HBox(children=(FloatProgress(value=0.0, max=1.0), HTML(value='')))




[('soil', 'http://www.wikidata.org/entity/Q36133'),
 ('aestivum', None),
 ('trees', 'http://www.wikidata.org/entity/Q10884'),
 ('production', 'http://www.wikidata.org/entity/Q739302'),
 ('DNA', 'http://www.wikidata.org/entity/Q7430')]

## Building the graph
After each entity has been linked to Wikidata, w:e will begin exploring their neighbourhood in the knowledge graph to obtain a list of candidates for our final topics

In [8]:
from herc_common.graph import WikidataGraphBuilder

graph_builder = WikidataGraphBuilder(max_hops=2)
entity_graph = graph_builder.build_graph(linked_entities[0])

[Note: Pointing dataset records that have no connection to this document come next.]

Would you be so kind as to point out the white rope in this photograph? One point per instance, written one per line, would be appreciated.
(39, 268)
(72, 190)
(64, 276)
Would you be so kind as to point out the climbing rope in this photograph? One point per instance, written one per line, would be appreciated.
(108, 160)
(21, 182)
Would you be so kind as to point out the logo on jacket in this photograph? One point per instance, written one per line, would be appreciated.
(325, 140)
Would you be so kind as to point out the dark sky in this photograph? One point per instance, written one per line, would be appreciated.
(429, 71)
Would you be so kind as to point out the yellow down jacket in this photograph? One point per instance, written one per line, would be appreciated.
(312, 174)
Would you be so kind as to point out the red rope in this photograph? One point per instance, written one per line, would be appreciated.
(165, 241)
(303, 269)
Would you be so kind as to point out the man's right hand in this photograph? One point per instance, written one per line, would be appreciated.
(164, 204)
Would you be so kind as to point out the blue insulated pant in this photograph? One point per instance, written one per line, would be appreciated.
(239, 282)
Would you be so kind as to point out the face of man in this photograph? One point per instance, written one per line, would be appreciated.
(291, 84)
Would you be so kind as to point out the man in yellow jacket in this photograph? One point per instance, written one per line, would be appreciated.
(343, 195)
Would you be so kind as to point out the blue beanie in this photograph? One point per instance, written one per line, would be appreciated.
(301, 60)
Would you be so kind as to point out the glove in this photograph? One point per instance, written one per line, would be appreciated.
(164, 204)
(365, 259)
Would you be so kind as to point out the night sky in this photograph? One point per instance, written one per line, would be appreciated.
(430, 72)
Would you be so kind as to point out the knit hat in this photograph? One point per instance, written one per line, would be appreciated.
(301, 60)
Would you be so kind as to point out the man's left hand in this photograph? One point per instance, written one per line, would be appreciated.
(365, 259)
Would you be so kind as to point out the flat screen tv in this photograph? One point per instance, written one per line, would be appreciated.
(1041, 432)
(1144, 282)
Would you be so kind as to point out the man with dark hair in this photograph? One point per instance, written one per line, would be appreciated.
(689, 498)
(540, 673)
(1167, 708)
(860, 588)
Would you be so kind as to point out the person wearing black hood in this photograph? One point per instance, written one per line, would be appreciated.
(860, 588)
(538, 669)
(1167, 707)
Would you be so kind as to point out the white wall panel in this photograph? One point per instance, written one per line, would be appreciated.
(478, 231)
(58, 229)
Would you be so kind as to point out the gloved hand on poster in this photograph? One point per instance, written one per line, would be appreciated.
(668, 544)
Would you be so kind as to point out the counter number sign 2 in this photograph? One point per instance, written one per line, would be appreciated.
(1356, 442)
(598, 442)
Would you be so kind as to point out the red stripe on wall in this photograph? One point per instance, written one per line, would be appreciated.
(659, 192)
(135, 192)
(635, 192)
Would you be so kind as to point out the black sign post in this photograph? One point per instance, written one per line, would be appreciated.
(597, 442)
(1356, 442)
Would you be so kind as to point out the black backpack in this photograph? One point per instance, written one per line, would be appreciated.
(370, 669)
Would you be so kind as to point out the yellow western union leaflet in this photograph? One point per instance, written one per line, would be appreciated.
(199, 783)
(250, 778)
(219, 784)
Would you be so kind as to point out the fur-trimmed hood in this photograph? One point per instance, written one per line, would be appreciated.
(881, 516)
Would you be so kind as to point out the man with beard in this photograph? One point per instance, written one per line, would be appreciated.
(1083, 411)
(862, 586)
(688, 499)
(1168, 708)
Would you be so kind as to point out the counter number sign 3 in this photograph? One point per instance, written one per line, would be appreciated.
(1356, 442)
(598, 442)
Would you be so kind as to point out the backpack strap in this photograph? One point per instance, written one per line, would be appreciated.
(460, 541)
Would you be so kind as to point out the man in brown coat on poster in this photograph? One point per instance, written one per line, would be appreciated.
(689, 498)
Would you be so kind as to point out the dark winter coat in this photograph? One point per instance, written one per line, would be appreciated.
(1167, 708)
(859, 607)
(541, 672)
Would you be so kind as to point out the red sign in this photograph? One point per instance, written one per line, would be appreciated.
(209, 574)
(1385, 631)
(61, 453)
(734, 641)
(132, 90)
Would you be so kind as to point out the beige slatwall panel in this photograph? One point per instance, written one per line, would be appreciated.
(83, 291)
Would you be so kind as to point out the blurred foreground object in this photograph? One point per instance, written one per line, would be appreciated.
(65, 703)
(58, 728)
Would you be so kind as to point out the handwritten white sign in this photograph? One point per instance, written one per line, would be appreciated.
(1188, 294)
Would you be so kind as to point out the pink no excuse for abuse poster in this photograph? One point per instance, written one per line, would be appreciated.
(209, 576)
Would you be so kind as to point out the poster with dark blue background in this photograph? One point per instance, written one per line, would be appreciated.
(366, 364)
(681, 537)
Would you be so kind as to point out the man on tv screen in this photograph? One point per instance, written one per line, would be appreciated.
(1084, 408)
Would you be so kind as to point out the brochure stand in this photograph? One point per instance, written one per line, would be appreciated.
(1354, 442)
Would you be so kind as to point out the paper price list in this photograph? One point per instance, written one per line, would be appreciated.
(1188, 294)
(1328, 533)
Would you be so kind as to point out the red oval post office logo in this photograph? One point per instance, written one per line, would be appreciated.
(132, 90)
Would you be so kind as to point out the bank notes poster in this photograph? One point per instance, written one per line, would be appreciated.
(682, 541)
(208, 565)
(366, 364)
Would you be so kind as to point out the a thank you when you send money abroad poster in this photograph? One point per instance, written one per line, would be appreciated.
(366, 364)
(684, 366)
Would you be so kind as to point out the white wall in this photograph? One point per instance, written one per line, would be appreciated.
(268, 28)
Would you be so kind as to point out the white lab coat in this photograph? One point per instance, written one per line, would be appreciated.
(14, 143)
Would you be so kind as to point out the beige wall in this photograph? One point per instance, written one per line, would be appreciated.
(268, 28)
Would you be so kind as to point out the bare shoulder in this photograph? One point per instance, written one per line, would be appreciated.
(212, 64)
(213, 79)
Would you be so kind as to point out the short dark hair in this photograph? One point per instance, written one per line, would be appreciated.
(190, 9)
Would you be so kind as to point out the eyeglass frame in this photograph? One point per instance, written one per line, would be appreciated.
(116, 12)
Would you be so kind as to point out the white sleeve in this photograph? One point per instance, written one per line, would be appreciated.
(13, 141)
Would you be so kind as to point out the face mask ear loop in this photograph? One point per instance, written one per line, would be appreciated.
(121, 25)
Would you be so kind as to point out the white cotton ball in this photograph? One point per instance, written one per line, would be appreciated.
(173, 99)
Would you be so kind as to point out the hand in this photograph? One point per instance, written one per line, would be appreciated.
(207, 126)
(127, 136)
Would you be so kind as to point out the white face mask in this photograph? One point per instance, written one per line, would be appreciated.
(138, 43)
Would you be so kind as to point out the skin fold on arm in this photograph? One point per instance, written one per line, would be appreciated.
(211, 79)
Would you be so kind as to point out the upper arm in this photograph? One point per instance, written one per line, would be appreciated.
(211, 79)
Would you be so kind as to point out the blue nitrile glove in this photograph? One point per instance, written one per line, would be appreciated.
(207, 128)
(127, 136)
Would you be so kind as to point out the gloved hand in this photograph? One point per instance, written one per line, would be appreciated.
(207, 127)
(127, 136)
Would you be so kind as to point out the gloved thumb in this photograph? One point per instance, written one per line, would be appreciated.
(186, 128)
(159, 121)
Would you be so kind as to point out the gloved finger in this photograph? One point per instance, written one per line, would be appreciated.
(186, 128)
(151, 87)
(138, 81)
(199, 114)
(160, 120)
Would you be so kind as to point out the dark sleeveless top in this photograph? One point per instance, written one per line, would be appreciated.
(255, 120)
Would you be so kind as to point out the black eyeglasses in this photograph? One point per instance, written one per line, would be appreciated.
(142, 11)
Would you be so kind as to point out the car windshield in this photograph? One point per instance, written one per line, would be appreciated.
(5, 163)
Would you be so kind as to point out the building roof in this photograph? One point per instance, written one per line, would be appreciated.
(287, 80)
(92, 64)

INFO:herc_common.graph:Started building graph.
INFO:herc_common.graph:Finished building graph.


In [9]:
from bokeh.io import show
from bokeh.layouts import gridplot

from herc_common.bokeh_utils import build_graph_plot

plot = build_graph_plot(entity_graph, f"Linked entities graph")
show(plot)

Since the graph from above is not completely connected, we will be obtaining the largest connected subgraph:

In [10]:
from herc_common.graph import get_largest_connected_subgraph

connected_entity_subgraph = get_largest_connected_subgraph(entity_graph)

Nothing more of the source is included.